INTRODUCTION

Aflatoxin causes severe economic losses to the poultry industry. Aflatoxicosis that occurs from ingesting aflatoxins is characterized in broiler chickens by decreased feed intake and growth rate, poor feed utilization and mortality (Tedesco et al., 2004; Bailey et al., 2006; Shi et al., 2006). Aflatoxicosis is also associated with changes in biochemical and haematological parameters (Denli et al., 2004; Basmacioglu et al., 2005; Bintvihok and Kositcharoenkul, 2006), liver and kidney abnormalities, and impaired immunity rendering birds more susceptible to infectious diseases (Shashidhara and Devegowda, 2003). Their contamination in feed is also practically unavoidable (Coulombe et al., 2005).

Among the many compounds examined so far for the prevention of aflatoxicosis in poultry, antioxidants are being considered due to their ability to reduce disease formation by either induction or inhibition of key enzyme systems. The synthetic feed antioxidant butylated hydroxytoluene (BHT) has been shown to be a versatile chemopreventive agent against liver cancer induced by AFB1 in rodents (Hocman, 1988). The mechanism of such protection is through inhibition of cytochrome P450s and/ or induction of enzymes such as glutathione S-transferases (Hocman, 1988; Singletary, 1990; Ulland et al., 1973). BHT was also found protective against AFB1-induced hepatocarcinogenicity in rats (Williams and Iatropoulos, 1996), and against AFB1-induced weight loss in chickens (Larsen et al., 1985). The present investigation is, therefore, an attempt to examine the effects of incorporating BHT in diet on the performance of broiler chickens during aflatoxicosis.

MATERIALS AND METHODS

Aflatoxin production

Lyophilized preparation of Aspergillus parasiticus NRRL 2999 was obtained from U.S. Department of Agriculture, Peoria, Illinois (USA).
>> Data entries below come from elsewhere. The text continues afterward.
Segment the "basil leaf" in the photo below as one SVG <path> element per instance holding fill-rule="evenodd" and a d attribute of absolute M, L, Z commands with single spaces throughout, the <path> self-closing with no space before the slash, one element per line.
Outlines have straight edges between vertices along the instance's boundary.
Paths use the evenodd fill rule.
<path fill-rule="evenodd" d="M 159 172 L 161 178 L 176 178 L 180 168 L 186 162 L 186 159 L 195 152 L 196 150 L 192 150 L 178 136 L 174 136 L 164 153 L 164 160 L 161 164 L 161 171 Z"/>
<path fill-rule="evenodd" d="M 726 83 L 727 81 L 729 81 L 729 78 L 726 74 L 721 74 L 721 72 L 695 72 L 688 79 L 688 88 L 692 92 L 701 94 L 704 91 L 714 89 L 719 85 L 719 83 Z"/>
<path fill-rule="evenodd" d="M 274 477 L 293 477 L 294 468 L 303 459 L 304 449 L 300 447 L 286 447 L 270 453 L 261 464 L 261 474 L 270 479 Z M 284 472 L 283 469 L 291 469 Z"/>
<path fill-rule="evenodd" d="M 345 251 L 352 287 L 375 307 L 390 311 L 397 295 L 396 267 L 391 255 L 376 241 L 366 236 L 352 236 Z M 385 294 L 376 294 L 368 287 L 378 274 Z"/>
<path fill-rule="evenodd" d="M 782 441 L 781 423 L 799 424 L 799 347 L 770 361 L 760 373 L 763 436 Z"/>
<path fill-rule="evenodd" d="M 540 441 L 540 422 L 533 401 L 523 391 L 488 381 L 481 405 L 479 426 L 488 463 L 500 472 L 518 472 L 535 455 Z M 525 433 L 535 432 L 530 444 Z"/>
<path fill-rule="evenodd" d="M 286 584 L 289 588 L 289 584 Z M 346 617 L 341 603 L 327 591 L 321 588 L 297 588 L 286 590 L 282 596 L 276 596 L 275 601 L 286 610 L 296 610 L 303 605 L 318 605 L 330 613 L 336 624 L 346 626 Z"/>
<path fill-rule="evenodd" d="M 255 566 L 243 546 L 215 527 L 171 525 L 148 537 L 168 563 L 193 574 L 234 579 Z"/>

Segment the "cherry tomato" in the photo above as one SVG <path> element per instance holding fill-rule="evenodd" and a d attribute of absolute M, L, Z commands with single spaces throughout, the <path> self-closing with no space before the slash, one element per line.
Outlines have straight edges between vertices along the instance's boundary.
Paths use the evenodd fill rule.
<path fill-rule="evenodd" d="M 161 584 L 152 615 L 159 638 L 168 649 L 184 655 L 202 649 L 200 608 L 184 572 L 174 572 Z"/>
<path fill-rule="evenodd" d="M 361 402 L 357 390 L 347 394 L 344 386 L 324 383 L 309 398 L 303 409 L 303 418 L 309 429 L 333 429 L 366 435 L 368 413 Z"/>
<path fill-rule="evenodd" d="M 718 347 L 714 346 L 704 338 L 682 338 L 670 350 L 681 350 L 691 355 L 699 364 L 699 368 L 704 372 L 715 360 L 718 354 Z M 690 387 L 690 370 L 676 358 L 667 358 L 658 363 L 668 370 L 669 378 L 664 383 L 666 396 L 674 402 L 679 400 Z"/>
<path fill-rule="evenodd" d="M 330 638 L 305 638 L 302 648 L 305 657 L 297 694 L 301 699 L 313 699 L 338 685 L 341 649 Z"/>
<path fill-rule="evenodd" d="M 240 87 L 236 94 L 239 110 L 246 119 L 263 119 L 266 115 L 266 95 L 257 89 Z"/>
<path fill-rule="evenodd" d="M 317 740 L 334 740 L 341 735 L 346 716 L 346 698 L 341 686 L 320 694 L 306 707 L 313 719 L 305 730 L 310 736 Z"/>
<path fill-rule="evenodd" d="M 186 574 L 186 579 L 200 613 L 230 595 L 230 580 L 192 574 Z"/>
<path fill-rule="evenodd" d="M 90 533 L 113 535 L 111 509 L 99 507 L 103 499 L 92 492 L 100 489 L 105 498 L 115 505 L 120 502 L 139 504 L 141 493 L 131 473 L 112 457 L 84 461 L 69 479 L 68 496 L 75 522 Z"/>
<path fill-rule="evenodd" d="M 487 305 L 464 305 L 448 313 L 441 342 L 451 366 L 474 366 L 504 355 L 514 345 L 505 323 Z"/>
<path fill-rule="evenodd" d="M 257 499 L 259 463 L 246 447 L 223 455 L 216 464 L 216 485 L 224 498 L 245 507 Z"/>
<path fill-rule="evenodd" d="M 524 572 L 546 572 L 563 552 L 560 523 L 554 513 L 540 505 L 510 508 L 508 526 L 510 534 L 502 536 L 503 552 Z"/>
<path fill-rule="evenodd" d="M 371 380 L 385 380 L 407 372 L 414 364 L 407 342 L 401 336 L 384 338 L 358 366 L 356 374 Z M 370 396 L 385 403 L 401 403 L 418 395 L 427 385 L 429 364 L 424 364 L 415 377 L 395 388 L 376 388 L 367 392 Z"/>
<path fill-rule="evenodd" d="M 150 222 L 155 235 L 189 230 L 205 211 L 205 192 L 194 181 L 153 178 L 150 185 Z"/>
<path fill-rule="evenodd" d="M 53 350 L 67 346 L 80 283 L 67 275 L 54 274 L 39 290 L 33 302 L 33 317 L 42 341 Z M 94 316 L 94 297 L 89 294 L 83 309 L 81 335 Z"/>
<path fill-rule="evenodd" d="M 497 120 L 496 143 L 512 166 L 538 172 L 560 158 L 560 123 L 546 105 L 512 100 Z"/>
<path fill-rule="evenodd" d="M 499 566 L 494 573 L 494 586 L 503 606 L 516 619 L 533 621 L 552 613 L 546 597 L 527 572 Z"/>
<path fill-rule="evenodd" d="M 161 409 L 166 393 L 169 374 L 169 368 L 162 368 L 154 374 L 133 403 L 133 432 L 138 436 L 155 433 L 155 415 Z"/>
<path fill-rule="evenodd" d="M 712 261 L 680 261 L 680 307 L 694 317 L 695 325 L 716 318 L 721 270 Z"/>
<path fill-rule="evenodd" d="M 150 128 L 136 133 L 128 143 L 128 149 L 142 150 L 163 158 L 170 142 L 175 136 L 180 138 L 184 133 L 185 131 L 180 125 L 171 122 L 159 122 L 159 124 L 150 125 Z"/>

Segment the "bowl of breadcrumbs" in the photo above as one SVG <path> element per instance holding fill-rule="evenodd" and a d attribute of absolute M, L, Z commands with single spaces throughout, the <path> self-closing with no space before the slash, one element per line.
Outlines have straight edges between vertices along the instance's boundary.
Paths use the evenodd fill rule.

The lyophilized preparation was revived on Potato Dextrose Agar (PDA) medium and used for AF production. AF was produced from Aspergillus parasiticus NRRL 2999 by fermentation of cracked maize as per the method described by Shotwell et al. (1966). The fermented maize was then steamed to kill the fungus spores, dried and then ground to a fine powder. The aflatoxin from maize powder was extracted as per the method of Pons et al. (1966) and measured using Thin Layer Chromatography (TLC). The total AF concentration in maize powder was 980 ppm, consisted of 76.45% AFB₁, 10.52% AFB₂, and 9.89% AFG₁ and 3.14% AFG₂. The maize powder containing known concentration of AF was incorporated into the basal diets of certain dietary treatments to get the desired amount of 1 ppm total AF.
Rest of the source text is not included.